Watermelon Jelly Cups
Author: Nikki
Ingredients
Watermelon jelly
- 1.5 kilo seedless watermelon flesh, chopped
- 100g caster sugar
- ⅔ cup sifted cornflour
- 1 teaspoon vanilla extract
Chocolate ganache
- 270ml good quality coconut cream – do not shake and keep in the fridge. Scoop the cream from the top and discard liquid
- 50g dark chocolate broken into pieces
- 2 tablespoons caster sugar
- 1.5 tablespoons sifted cocoa
- 1.5 teaspoons vanilla essence
Cashew Cream
- 1 cup of raw cashews (soaked in hot water for an hour, or overnight if you do not have a high speed blender, then drained)
- 3 tablespoons melted coconut oil
- 2 tablespoons caster sugar
- ½ teaspoon vanilla essence
- ¼ cup water
Instructions
Bottom layer - watermelon jelly
- Put watermelon through a blender or food processor and then push through a sieve to extract as much liquid as possible
- Place sugar and cornflour in a saucepan, whisk to combine
- Add 80ml of watermelon liquid and vanilla, stirring until cornflour has dissolved
- Add remaining pulp, turn on hotplate to a medium heat and whisk constantly until thick
- Remove from heat and allow to cool – whisking occasionally to prevent a skin forming
- Transfer to glass bowls, cover in plastic, and chill for at least 4 hours
- Can be eaten as is or with another layer of your choice – like chocolate ganache!

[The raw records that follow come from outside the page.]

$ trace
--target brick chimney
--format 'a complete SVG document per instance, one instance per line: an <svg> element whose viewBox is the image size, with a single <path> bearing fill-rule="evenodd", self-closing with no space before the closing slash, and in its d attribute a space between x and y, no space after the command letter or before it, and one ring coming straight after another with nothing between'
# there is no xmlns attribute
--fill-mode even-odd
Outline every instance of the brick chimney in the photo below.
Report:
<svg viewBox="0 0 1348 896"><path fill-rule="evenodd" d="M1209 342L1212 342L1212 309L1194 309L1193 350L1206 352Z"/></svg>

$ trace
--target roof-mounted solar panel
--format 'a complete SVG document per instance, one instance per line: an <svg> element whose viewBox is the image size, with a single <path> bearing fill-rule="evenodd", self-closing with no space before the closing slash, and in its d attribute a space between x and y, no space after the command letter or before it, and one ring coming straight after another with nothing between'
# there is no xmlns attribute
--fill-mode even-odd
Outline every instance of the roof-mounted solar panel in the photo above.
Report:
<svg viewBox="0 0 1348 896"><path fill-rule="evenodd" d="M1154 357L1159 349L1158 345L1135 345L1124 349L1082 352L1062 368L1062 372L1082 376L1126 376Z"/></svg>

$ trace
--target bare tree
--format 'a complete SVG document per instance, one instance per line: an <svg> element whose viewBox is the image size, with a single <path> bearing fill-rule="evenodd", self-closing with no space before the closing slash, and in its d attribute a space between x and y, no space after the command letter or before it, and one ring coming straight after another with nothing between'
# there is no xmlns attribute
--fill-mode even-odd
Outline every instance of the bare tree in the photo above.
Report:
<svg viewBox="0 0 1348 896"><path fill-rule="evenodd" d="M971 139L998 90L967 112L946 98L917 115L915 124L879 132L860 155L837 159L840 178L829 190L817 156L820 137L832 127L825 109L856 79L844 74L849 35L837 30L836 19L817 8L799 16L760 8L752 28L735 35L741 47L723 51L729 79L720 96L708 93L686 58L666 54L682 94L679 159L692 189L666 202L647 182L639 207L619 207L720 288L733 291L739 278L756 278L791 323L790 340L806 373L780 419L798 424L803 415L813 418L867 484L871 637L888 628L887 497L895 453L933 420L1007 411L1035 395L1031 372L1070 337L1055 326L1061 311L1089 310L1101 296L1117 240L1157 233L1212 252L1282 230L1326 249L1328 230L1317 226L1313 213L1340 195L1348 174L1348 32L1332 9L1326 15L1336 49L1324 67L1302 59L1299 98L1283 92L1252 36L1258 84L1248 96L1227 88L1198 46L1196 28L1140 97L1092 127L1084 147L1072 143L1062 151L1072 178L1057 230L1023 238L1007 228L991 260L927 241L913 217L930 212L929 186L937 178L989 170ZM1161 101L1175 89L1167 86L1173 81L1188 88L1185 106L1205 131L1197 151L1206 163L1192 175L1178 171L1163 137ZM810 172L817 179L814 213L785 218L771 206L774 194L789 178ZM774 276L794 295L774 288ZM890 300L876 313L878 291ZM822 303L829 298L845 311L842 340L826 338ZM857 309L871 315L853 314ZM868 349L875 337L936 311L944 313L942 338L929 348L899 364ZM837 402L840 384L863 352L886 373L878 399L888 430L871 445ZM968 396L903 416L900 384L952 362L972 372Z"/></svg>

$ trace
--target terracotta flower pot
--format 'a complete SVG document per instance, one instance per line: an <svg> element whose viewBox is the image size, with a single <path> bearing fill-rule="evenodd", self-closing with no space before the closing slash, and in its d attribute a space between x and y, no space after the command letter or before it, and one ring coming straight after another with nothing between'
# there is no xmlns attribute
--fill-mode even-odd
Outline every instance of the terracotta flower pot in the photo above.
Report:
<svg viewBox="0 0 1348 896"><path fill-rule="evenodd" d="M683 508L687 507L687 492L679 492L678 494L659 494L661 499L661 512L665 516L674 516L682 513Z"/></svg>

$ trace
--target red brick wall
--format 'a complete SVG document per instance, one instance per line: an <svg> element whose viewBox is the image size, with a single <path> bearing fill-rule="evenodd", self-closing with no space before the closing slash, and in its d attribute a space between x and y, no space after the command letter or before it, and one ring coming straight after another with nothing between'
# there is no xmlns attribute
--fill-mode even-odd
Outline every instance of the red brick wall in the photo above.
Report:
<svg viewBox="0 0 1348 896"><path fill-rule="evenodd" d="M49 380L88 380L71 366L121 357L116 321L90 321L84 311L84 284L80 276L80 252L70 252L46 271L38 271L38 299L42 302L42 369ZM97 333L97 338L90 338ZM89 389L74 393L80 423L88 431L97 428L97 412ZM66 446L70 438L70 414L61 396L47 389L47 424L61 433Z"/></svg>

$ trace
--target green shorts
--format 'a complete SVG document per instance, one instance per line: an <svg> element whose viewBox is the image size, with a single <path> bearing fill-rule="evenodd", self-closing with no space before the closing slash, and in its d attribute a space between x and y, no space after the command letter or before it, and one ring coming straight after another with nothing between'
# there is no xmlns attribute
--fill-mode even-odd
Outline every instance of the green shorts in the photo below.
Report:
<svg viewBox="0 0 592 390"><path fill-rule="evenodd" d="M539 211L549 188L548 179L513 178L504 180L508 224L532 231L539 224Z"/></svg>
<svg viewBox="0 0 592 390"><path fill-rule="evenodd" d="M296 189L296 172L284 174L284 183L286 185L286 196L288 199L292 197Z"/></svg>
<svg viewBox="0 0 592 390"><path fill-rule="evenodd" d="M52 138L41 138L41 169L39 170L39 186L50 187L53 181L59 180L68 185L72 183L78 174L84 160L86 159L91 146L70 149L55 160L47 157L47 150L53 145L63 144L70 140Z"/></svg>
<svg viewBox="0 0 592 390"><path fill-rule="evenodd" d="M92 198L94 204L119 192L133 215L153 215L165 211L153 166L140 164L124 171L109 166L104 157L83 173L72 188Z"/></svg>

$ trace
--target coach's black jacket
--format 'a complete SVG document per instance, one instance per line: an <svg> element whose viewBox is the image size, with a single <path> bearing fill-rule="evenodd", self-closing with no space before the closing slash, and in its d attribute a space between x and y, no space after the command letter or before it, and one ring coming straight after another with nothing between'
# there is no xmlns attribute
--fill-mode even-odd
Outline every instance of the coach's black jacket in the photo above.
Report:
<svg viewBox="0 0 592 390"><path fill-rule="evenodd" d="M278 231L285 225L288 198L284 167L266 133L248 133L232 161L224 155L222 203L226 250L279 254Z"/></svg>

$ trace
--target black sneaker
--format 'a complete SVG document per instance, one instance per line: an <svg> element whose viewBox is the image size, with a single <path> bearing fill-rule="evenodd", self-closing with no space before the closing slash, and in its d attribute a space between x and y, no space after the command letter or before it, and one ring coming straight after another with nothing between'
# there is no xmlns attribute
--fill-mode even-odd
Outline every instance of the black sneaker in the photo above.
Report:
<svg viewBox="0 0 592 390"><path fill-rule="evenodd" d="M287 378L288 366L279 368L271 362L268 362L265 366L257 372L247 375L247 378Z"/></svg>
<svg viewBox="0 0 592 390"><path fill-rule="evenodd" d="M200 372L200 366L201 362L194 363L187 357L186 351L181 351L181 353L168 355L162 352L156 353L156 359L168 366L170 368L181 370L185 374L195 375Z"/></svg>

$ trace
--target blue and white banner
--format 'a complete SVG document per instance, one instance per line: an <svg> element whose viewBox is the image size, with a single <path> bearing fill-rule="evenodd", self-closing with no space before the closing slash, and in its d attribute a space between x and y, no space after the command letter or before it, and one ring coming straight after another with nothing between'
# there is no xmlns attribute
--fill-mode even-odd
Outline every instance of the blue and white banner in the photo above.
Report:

Middle layer - chocolate ganache
- In a medium sized saucepan whisk together the coconut cream, vanilla essence, caster sugar and cocoa
- Place saucepan over a medium to high heat, add chocolate, and continue to whisk until the chocolate has melted
- Pour over watermelon jelly once cooled
Top layer - cashew cream
- In a high speed blender combine all the ingredients until smooth and creamy. Refrigerate until needed.